According to the Global Alliance for Buildings and Construction, buildings account for nearly 25% of all greenhouse gas (GHG) emissions worldwide.
In Mexico, the World Resources Institute estimates that end-user energy consumption in buildings accounts for almost 20% of all end-user energy consumption in the country. Thus, energy efficient buildings will play a large role in Mexico's transition toward a clean energy economy and lower GHGs.
As part of the activities developed since June of last year in support of Mexico's transition toward a clean energy economy, Berkeley Lab's Mexico Energy Initiative, in collaboration with Mexico's Energy Sustainability Fund (ESF), coordinated the participation of two experts from the Building Technology and Urban Systems Division (BTUS) in a week-long series of seminars on energy efficiency in buildings held last April in Mexico City. As a result of a Request for Proposals process, the Ministry of Energy in Mexico - National Council for Science and Technology ESF awarded resources to the Initiative for Education and Prosperity for Mexico, a consulting organization specializing in economic competitiveness, and the Technological Institute of Construction, the training arm of the influential Chamber of the Construction Industry in Mexico, to develop an energy efficiency training program for Mexican engineers, architects, and other building professionals with a focus on teaching best practices and increasing capacity in the sustainable construction area.
Christian Kohler and Philip Haves, two BTUS energy efficient building experts, joined other researchers from the California Lighting Technology Center at UC Davis and research centers in Europe in presenting the latest energy efficient building best practices and technologies to a large audience of Mexican building professionals. BTUS is the Berkeley Lab's Division that advances energy efficiency in the built environment through research, partnership programs and software tools.

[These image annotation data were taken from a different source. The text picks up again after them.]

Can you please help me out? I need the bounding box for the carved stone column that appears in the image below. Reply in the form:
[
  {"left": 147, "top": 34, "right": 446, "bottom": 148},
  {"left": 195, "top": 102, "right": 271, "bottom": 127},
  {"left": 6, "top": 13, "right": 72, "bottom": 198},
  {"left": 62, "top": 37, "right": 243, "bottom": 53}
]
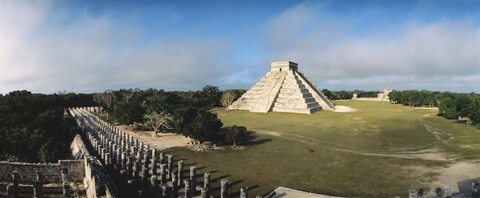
[{"left": 220, "top": 179, "right": 228, "bottom": 198}]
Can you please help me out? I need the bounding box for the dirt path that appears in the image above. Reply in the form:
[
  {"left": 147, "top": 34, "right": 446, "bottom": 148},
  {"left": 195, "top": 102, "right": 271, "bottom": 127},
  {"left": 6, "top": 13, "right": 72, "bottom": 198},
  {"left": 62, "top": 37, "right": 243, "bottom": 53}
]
[{"left": 256, "top": 113, "right": 480, "bottom": 197}]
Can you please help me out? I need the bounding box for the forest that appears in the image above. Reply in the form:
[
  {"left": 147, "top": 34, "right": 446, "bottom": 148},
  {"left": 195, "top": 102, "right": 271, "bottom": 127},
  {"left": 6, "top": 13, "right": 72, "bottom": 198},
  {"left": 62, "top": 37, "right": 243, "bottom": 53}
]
[
  {"left": 0, "top": 85, "right": 480, "bottom": 162},
  {"left": 388, "top": 90, "right": 480, "bottom": 124},
  {"left": 0, "top": 91, "right": 95, "bottom": 162},
  {"left": 94, "top": 85, "right": 248, "bottom": 142}
]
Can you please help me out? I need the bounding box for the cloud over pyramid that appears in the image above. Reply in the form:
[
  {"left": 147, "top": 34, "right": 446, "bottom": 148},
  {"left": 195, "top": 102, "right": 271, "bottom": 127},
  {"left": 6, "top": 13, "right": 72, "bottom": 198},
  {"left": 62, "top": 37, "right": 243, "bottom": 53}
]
[{"left": 228, "top": 61, "right": 335, "bottom": 114}]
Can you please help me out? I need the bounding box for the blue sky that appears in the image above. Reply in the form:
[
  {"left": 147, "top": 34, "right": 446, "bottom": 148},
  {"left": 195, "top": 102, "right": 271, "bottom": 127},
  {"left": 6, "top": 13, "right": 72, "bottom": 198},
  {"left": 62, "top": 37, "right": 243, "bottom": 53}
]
[{"left": 0, "top": 0, "right": 480, "bottom": 93}]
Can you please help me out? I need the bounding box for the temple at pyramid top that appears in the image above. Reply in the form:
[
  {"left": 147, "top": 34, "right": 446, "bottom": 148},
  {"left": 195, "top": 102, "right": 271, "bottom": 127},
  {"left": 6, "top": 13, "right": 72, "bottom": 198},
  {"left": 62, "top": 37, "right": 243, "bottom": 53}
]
[{"left": 228, "top": 61, "right": 335, "bottom": 114}]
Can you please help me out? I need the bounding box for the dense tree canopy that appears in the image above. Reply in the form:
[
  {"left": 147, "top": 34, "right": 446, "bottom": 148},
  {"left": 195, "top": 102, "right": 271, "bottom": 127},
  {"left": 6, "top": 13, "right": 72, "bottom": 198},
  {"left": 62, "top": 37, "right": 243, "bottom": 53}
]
[
  {"left": 96, "top": 85, "right": 227, "bottom": 141},
  {"left": 0, "top": 91, "right": 95, "bottom": 162},
  {"left": 388, "top": 90, "right": 480, "bottom": 124}
]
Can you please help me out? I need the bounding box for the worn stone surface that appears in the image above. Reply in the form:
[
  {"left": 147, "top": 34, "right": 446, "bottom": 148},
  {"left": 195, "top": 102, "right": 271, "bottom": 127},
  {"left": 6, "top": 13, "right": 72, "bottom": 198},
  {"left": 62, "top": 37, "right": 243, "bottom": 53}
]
[{"left": 228, "top": 61, "right": 335, "bottom": 114}]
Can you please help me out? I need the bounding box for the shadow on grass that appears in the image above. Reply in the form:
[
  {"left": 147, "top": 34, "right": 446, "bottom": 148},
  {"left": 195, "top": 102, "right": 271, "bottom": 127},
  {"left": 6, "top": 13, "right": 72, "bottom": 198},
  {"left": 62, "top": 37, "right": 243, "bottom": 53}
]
[
  {"left": 242, "top": 131, "right": 272, "bottom": 146},
  {"left": 211, "top": 175, "right": 230, "bottom": 183},
  {"left": 228, "top": 180, "right": 243, "bottom": 197}
]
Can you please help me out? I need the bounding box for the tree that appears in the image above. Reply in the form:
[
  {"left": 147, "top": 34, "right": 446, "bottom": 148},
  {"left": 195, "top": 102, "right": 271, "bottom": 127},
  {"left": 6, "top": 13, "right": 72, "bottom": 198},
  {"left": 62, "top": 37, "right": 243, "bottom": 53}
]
[
  {"left": 113, "top": 101, "right": 145, "bottom": 125},
  {"left": 438, "top": 96, "right": 457, "bottom": 119},
  {"left": 220, "top": 91, "right": 237, "bottom": 107},
  {"left": 180, "top": 108, "right": 223, "bottom": 142},
  {"left": 93, "top": 90, "right": 115, "bottom": 120},
  {"left": 198, "top": 85, "right": 222, "bottom": 107},
  {"left": 225, "top": 125, "right": 248, "bottom": 147},
  {"left": 322, "top": 89, "right": 334, "bottom": 100},
  {"left": 144, "top": 111, "right": 175, "bottom": 135}
]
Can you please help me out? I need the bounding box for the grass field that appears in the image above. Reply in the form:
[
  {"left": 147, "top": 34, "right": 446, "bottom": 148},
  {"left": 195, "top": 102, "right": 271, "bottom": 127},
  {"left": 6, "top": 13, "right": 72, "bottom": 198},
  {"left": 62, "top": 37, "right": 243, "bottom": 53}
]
[{"left": 168, "top": 101, "right": 480, "bottom": 197}]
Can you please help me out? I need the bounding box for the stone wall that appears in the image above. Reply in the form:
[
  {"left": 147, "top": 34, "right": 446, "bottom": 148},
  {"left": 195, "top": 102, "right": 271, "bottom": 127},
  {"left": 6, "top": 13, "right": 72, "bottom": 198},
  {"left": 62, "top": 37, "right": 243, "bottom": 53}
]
[{"left": 0, "top": 160, "right": 85, "bottom": 183}]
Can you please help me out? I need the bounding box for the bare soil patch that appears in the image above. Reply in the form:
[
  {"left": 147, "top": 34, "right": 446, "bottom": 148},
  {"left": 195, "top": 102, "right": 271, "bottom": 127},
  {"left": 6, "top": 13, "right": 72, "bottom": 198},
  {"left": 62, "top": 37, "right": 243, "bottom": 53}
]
[
  {"left": 333, "top": 105, "right": 357, "bottom": 113},
  {"left": 116, "top": 125, "right": 193, "bottom": 150}
]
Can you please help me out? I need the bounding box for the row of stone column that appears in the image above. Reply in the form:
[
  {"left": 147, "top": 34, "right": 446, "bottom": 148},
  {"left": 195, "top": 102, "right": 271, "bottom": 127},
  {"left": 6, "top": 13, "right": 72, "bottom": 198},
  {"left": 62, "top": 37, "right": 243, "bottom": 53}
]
[
  {"left": 7, "top": 169, "right": 70, "bottom": 198},
  {"left": 70, "top": 108, "right": 251, "bottom": 197}
]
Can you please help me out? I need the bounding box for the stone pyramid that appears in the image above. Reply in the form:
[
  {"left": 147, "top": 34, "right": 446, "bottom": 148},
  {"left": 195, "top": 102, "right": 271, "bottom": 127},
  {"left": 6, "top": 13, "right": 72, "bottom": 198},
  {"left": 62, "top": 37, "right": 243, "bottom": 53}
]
[{"left": 228, "top": 61, "right": 335, "bottom": 114}]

Kohler and Haves presented on topics including energy efficient treatments of façades, windows, and shading devices; the use of computer models to predict heat transfer and solar gain through façades including the use of state of the art Berkeley Lab-developed software tools; and practical design considerations and current trends.
To address the energy efficient building systems, they also presented on whole-building computer simulation using the EnergyPlus program; high performing HVAC equipment and controls; and the use of radiant heating and cooling and natural ventilation. "The workshop's audience was a highly motivated group of teachers, architects, and engineers who are getting ready to teach the next generation of building professionals in Mexico about energy efficiency and sustainability. I really enjoyed interacting with the participants," reported Kohler. A second round of energy efficient building seminars are planned for October.